As Earth goes through natural cycles of warming and cooling that can last tens of thousands of years, glaciers respond to these climate changes by retreating in warm periods and advancing in cooler periods. The last glacial maximum occurred around 20,000 years ago, the Tioga Glaciation, and it filled much of Yosemite and parts of Sequoia and Kings Canyon with glaciers and ice fields. Visit this Yosemite web page to learn more about it. These massive glaciers retreated, then crept forward and retreated again for thousands of years. For a couple stretches of time, the Sierra Nevada may have been nearly entirely free of glaciers. By around 3,200 years ago, the Earth entered a natural cooling period known as neoglaciation, and small glaciers began to return to the Sierra Nevada.

 
Black and white photo of a rugged mountain range with small white patches of snow and ice scattered across the range.
Small alpine glaciers in the Sierra Nevada, south of Mount Darwin in Kings Canyon National Park.

Hassan Basagic

Recent Changes

Between the early 1900s and 2004, a subset of glaciers studied in these parks and Yosemite lost an average of 55% of their surface area due to increasing spring temperatures. A glacier’s ability to act as a frozen reservoir decreases with decreasing area. A healthy glacier extends the time period of meltwater supply, contributing to the flow of streams through late summer and into fall after snow disappears. With loss of glacial area and water storage, some ponds and streams will experience lower water levels and increased temperature as they become more sensitive to summer droughts and warming. Since the time of this study, glaciers have further diminished.

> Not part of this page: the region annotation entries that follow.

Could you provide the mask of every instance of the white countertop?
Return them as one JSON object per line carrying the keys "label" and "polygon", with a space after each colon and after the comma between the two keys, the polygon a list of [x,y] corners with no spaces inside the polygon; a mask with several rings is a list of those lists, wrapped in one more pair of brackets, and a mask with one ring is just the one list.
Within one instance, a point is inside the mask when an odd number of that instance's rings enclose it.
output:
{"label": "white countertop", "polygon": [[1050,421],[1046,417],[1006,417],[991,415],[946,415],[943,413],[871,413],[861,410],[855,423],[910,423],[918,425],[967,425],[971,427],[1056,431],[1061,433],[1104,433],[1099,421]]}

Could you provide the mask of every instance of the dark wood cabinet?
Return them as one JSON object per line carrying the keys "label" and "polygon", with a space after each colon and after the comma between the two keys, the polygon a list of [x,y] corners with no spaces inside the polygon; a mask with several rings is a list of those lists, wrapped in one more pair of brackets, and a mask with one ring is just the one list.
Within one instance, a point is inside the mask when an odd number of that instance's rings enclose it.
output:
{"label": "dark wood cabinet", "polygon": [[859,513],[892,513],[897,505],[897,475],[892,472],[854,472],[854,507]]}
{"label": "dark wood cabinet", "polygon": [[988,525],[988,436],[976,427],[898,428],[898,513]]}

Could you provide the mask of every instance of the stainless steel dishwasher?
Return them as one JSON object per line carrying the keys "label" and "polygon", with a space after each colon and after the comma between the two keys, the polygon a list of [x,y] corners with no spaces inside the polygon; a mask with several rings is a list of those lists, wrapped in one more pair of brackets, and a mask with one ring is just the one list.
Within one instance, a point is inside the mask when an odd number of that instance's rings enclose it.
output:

They are likely to vanish within 50-250 years due to warming caused by greenhouse gas emissions.

 
Closeup view of white bell-shaped flowers of dwarf  evergreen shrub with snowfield out of focus in background.
Alpine shrub Cassiope mertensiana (moss heather) flowers with view of snowfield in the background.

NPS / Scott Gilb

What are we losing?

Glaciers are an important part of the geological history of the Sierra Nevada, and have left their mark on the landscape – glacial polish on granite domes, amphitheater-like valleys called cirques formed by glacial erosion, moraines of unconsolidated rock along glacial valleys, large boulders deposited in the middle of a meadow, and so much more. They will leave their stories behind, but we have much to learn about how wetlands, streams, plants, and animals respond to the decline of late-season water from glaciers as well as reduced meltwater from a variable and shrinking snowpack.

 

References

Basagic, H.J. and Fountain, A.G., 2011: Quantifying 20th Century Glacier Change in the Sierra Nevada, California. Arctic, Antarctic, and Alpine Research, 43(3): 317-330.

Basagic, H. 2008. Quantifying Twentieth Century Glacial Change in the Sierra Nevada, California. M. S. Thesis, Portland State University, Portland Oregon.

Yosemite National Park. 2020. Climate Change: Glaciers web page. Visited August 12, 2022.